Pakistan and India export similar textile products (product codes 61, 62, 63, and 52), meaning India holds a competitive advantage due to its lower tariff rate. Conversely, higher duties on Bangladesh and Vietnam provide some relief to Pakistan's textile exports. However, with higher tariffs on China, Vietnam, and Bangladesh, these countries may shift their focus to the European market, intensifying competition for Pakistan's exports in that region.

Companies affected by US tariff

Key Pakistani textile companies affected by US tariff policies include Interloop Limited (ILP), Feroz Mills (FML), Kohinoor Textile (KTML), Nishat Mills (NML), and Gul Ahmed (GATM). Outside the textile sector, companies such as Service Global Footwear (SGF), Matco Foods (MFL), Fast Cables (FCL), International Steels (ISL), International Industries (INIL), DG Khan Cement (DGKC), Power Cement (POWER), and Mitchells Fruit Farms Limited (MFFL) also have US exposure. Additionally, Pak Elektron (PAEL) has recently started exporting transformers to the US, according to Topline Se.

Trade balance, export breakdown

Pakistan's trade balance with the US remains in surplus. In FY24, Pakistan exported $5.44 billion worth of goods to the US while importing $1.88 billion, resulting in a trade surplus of $3.57 billion, according to AHL. This was a slight decline from FY23's $3.72 billion surplus due to a 6% drop in exports and an 8% reduction in imports. As of FY25 to date, the surplus stands at $2.51 billion, with exports at $4.01 billion and imports at $1.50 billion.

Textiles continue to dominate Pakistan's exports to the US, accounting for 91.9% of total exports in FY24, amounting to $5 billion. In the first eight months of FY25, textile exports totalled $3.7 billion, increasing their share to 92.8% despite an overall decline in exports. The food sector's contribution dropped slightly from 3.3% in FY24 to 3.2% in FY25, while the steel sector remained stable at around 1%. Cement exports, though minor, increased from 0.3% in FY24 to 0.5% in FY25.
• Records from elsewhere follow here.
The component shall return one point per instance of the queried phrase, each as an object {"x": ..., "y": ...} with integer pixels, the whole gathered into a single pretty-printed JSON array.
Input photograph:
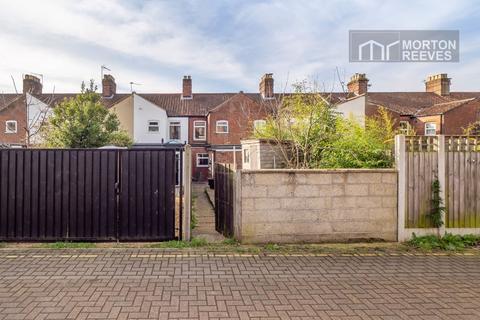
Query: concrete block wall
[{"x": 292, "y": 206}]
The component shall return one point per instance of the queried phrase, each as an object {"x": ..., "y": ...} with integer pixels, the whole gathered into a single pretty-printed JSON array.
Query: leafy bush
[
  {"x": 447, "y": 242},
  {"x": 307, "y": 121},
  {"x": 83, "y": 122},
  {"x": 319, "y": 137},
  {"x": 358, "y": 146}
]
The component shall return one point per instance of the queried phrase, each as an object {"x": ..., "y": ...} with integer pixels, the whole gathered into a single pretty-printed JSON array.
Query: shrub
[{"x": 447, "y": 242}]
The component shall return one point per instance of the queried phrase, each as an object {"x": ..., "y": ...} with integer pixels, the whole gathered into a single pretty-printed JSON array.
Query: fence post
[
  {"x": 400, "y": 163},
  {"x": 237, "y": 205},
  {"x": 442, "y": 177},
  {"x": 187, "y": 192}
]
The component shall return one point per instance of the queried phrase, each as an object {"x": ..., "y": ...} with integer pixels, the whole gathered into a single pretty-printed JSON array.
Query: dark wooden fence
[
  {"x": 224, "y": 198},
  {"x": 87, "y": 194}
]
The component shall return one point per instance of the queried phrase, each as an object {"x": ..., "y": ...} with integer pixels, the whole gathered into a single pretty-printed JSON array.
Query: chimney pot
[
  {"x": 32, "y": 84},
  {"x": 358, "y": 84},
  {"x": 109, "y": 87},
  {"x": 438, "y": 84},
  {"x": 266, "y": 86},
  {"x": 187, "y": 87}
]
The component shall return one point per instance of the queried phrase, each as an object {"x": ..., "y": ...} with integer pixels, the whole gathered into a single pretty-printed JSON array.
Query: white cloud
[{"x": 228, "y": 45}]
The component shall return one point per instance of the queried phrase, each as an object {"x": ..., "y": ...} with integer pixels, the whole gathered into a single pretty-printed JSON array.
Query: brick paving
[{"x": 160, "y": 284}]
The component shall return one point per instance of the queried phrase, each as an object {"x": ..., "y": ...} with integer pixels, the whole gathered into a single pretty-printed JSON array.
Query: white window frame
[
  {"x": 11, "y": 131},
  {"x": 204, "y": 156},
  {"x": 221, "y": 123},
  {"x": 246, "y": 155},
  {"x": 407, "y": 127},
  {"x": 149, "y": 125},
  {"x": 434, "y": 128},
  {"x": 259, "y": 123},
  {"x": 195, "y": 126},
  {"x": 178, "y": 124}
]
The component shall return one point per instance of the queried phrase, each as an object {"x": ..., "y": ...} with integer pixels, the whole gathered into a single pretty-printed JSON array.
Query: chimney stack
[
  {"x": 187, "y": 87},
  {"x": 358, "y": 84},
  {"x": 109, "y": 87},
  {"x": 32, "y": 84},
  {"x": 266, "y": 86},
  {"x": 439, "y": 84}
]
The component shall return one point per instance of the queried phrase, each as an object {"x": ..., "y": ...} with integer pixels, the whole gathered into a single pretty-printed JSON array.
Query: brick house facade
[
  {"x": 437, "y": 110},
  {"x": 216, "y": 122},
  {"x": 13, "y": 119}
]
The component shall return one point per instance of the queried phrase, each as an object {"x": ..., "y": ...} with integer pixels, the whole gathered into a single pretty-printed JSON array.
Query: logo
[{"x": 404, "y": 46}]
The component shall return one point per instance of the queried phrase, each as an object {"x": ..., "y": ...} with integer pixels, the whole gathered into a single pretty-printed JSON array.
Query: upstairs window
[
  {"x": 246, "y": 155},
  {"x": 202, "y": 159},
  {"x": 430, "y": 129},
  {"x": 404, "y": 127},
  {"x": 222, "y": 126},
  {"x": 199, "y": 130},
  {"x": 174, "y": 130},
  {"x": 259, "y": 124},
  {"x": 11, "y": 126},
  {"x": 153, "y": 126}
]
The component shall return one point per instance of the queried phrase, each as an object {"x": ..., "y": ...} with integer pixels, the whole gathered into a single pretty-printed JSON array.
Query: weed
[
  {"x": 180, "y": 244},
  {"x": 193, "y": 215},
  {"x": 447, "y": 242},
  {"x": 272, "y": 247},
  {"x": 69, "y": 245},
  {"x": 230, "y": 242}
]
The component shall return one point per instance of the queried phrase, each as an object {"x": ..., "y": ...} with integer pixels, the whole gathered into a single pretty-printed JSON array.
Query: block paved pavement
[{"x": 162, "y": 284}]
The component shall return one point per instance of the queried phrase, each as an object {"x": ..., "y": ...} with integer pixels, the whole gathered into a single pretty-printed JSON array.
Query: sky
[{"x": 226, "y": 46}]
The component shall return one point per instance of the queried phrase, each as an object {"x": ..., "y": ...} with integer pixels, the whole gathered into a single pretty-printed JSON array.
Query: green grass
[
  {"x": 69, "y": 245},
  {"x": 448, "y": 242},
  {"x": 230, "y": 242},
  {"x": 180, "y": 244}
]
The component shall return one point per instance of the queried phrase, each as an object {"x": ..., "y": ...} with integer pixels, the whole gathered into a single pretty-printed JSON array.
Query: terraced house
[
  {"x": 214, "y": 123},
  {"x": 436, "y": 110}
]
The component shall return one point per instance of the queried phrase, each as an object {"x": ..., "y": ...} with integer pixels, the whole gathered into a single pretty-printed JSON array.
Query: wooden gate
[
  {"x": 147, "y": 198},
  {"x": 88, "y": 194},
  {"x": 224, "y": 198}
]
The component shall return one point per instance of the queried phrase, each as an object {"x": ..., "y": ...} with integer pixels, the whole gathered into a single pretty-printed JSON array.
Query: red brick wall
[
  {"x": 198, "y": 173},
  {"x": 191, "y": 130},
  {"x": 239, "y": 111},
  {"x": 16, "y": 111},
  {"x": 461, "y": 117},
  {"x": 419, "y": 124}
]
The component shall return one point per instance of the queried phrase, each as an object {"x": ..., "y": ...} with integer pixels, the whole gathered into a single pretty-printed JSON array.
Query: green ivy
[{"x": 437, "y": 209}]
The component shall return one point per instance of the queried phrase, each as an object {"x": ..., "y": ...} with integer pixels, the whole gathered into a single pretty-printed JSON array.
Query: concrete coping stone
[{"x": 388, "y": 170}]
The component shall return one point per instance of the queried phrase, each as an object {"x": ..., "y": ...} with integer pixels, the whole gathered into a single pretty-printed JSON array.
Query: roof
[
  {"x": 419, "y": 103},
  {"x": 6, "y": 99},
  {"x": 441, "y": 108},
  {"x": 199, "y": 105}
]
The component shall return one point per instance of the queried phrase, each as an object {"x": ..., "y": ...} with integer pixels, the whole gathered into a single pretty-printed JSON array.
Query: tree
[
  {"x": 319, "y": 137},
  {"x": 361, "y": 146},
  {"x": 307, "y": 120},
  {"x": 83, "y": 122}
]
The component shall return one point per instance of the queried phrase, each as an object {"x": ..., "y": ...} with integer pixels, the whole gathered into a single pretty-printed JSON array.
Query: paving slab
[{"x": 166, "y": 284}]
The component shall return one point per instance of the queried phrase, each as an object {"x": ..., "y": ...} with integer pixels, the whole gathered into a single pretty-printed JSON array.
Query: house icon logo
[
  {"x": 374, "y": 46},
  {"x": 404, "y": 46},
  {"x": 371, "y": 45}
]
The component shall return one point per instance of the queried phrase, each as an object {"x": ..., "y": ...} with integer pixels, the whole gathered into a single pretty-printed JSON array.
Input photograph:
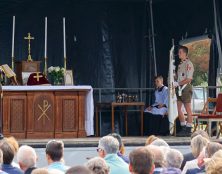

Mitigation strategies for Pakistan

To mitigate the impact of the 29% US tariff hike on Pakistan's exports, particularly in the textile sector, the country needs a strategic, policy-driven response. Key strategies include negotiating reciprocal trade agreements to reduce tariffs on exports, especially textiles, and lowering duties on US imports like raw cotton to maintain competitiveness.